Page 3 -- Santa Anita Realty Enterprises, Inc. -- June 26, 1995

their respective by-laws, the private letter ruling dated October 16, 1979, and
the current Joint Registration Statement.  Further, we have relied upon your
representation that Realty has complied and will continue to comply with any
procedural requirements for REIT status set forth in Sections 856 through 860 of
the Code and the regulations promulgated thereunder (the "Regulations").

          We have not made an independent investigation of the facts set forth
in the Joint Registration Statement or in any of the records, documents, or
other materials furnished to us.  We have, consequently, relied on your
representation or otherwise assumed that the information so furnished to us
accurately and completely describes all material facts relevant to our opinion.
However, no facts have come to our attention that would cause us to question the
accuracy and completeness of such information in a material way.

          In addition, in rendering our opinion, we have assumed, with your
consent, that since its inception in 1994, Pacific qualified and timely elected,
and for as long as Realty is a shareholder will continue to qualify and not
revoke its election, to be taxed as a REIT under the Code.  We note, in this
regard, that we have no involvement in monitoring Pacific's operations or
activities.  However, we are not aware of any information that would lead us to
believe that Pacific did not qualify, or is not expected to continue to qualify,
as a REIT since its inception in 1994.

          Based on the foregoing, we are of the opinion that:

          1.  For the calendar years 1992, 1993 and 1994, Realty met the
requirements of the Code for qualification as a REIT, and if Realty continues
its operations in the same manner as it has in such years, Realty will continue
to so qualify, provided that the various tests for the qualification as a REIT
relating to Realty's income, assets, distribution, ownership and certain
administrative matters are satisfied in those years.
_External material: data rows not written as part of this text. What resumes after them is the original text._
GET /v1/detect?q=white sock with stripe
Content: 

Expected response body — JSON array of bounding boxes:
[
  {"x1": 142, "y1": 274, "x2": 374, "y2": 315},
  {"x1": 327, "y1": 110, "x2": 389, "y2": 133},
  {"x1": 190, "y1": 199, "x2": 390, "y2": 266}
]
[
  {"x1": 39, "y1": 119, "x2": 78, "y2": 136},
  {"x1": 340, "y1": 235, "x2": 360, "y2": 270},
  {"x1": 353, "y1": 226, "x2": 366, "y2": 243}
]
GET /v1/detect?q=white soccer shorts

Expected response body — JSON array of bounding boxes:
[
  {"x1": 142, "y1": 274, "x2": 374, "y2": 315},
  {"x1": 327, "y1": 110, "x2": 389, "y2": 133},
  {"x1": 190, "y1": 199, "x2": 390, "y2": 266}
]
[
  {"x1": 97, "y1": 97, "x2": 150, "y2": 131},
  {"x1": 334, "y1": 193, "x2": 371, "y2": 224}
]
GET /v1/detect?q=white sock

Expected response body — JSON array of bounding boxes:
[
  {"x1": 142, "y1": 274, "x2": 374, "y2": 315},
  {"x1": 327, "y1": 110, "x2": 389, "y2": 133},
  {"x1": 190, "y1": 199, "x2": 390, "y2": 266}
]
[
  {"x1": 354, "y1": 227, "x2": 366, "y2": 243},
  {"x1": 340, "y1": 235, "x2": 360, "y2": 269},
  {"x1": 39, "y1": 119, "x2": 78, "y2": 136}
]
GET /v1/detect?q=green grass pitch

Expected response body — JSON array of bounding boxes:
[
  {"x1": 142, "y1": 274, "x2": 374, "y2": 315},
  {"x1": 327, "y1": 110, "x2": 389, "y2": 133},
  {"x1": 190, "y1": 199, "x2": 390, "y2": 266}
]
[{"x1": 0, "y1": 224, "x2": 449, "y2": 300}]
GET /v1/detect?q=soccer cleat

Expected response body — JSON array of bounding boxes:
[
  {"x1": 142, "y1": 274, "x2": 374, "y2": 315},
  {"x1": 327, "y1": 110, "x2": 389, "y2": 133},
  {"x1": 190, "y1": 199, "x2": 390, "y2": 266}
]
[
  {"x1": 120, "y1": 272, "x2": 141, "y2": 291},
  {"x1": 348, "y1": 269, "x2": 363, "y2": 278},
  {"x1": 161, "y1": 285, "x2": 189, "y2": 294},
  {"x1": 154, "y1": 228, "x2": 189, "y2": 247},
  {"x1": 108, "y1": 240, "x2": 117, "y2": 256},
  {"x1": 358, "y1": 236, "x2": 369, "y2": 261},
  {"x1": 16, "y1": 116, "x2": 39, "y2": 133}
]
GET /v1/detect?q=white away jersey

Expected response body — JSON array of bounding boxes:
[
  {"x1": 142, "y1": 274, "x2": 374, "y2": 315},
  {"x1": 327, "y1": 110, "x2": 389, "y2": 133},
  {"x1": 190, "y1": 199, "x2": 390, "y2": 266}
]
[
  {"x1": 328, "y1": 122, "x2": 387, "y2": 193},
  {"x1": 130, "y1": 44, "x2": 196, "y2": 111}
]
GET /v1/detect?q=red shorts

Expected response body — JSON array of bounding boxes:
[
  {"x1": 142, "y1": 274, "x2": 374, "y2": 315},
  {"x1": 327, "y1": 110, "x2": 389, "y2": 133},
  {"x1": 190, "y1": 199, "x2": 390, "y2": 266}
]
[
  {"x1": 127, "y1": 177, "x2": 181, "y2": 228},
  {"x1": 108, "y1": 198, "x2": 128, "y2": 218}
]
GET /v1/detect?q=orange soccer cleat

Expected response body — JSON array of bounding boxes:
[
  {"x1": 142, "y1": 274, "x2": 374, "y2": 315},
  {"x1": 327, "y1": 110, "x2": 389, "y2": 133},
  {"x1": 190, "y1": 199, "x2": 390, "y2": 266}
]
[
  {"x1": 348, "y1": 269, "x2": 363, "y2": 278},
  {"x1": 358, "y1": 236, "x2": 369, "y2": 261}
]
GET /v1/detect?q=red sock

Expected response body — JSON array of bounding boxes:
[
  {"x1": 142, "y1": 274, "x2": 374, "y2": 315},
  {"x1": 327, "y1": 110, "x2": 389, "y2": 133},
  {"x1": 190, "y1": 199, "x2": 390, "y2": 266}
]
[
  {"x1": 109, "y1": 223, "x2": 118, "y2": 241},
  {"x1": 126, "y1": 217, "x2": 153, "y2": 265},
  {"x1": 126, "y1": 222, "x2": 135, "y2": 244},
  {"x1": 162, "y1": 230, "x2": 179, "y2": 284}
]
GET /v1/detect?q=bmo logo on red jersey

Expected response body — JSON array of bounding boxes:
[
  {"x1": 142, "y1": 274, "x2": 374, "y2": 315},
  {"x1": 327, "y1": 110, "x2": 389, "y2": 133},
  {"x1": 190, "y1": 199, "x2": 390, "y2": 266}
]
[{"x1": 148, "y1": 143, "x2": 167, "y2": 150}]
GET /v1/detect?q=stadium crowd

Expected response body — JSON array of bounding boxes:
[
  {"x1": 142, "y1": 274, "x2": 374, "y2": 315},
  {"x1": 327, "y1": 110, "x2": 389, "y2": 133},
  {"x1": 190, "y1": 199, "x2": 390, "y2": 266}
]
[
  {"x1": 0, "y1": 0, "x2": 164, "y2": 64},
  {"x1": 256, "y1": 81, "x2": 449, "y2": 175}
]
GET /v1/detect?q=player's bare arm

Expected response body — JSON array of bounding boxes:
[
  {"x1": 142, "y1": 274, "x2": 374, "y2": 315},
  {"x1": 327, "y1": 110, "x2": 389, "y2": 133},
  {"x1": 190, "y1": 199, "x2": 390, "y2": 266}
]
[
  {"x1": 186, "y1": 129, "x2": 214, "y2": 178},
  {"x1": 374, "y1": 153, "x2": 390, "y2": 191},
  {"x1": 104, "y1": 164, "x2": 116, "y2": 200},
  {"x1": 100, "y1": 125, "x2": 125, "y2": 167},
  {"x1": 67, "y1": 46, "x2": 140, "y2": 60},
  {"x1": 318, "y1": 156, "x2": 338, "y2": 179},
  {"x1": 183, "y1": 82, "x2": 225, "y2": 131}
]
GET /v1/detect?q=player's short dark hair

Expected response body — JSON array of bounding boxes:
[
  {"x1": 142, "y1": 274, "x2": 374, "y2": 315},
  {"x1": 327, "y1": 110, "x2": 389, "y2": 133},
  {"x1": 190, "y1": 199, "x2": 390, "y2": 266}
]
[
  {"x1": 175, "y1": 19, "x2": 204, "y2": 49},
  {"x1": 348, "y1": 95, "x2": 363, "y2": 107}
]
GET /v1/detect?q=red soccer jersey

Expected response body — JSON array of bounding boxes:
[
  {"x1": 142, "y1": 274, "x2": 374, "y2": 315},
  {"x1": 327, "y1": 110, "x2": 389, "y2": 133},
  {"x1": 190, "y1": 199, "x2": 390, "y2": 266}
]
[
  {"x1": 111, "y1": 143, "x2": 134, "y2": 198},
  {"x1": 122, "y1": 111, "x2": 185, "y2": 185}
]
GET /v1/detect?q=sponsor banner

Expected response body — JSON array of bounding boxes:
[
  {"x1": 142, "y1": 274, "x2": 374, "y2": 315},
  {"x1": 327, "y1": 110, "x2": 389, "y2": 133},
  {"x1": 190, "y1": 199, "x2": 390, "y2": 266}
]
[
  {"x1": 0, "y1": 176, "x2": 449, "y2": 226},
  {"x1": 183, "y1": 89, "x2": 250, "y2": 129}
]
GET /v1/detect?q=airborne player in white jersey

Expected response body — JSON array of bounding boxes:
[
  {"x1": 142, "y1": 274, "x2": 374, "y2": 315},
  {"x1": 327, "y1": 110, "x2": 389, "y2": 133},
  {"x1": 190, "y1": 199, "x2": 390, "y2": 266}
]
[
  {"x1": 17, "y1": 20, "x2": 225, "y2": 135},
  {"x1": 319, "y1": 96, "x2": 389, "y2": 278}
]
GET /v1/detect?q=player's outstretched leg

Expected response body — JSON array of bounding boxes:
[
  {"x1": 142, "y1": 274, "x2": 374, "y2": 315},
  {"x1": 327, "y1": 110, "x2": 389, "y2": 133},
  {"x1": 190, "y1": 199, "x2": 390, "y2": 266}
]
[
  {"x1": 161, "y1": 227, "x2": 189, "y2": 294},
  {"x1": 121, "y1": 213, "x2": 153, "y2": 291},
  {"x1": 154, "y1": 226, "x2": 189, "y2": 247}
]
          2.  The discussion in the Prospectus under the caption "FEDERAL INCOME
TAX MATTERS" fairly summarizes the federal income tax considerations that are
likely to be material to a holder of paired Common Stock.

          The opinion set forth herein is based on relevant provisions of the
Code, the Regulations, and interpretations of the Code and the Regulations by
the courts and the Internal Revenue Service, all as they exist at the date of
this letter.  All such statutes, regulations, judicial decisions, and
administrative interpretations are subject to change at any time
<PAGE>
 
Page 4 -- Santa Anita Realty Enterprises, Inc. -- June 26, 1995

and, in some circumstances, with retroactive effect.  Of course, a material
change which is made after the date hereof in any of the bases of our opinion
could affect our conclusions.

          Realty's continuing qualification and taxation as a REIT depend upon
Realty's ability to meet on an on going basis, through actual operations, the
various requirements of the Code and the Regulations described in the Prospectus
with regard to, among other things, its income, assets, distribution, ownership
and certain administrative matters.  O'Melveny & Myers will not review Realty's
compliance with these requirements on an on going basis.  Accordingly, no
assurance can be given that Realty will continue to satisfy the requirements for
qualification and taxation as a REIT for any particular taxable year.

          Other than as expressly stated above, we express no opinion on any
issue relating to Realty or to any investment therein.

          We hereby consent to the filing of this opinion as an exhibit to the
Joint Registration Statement and to the use of the name of our firm therein and
under the caption "FEDERAL INCOME TAX MATTERS" in the Prospectus filed as a part
of the Joint Registration Statement.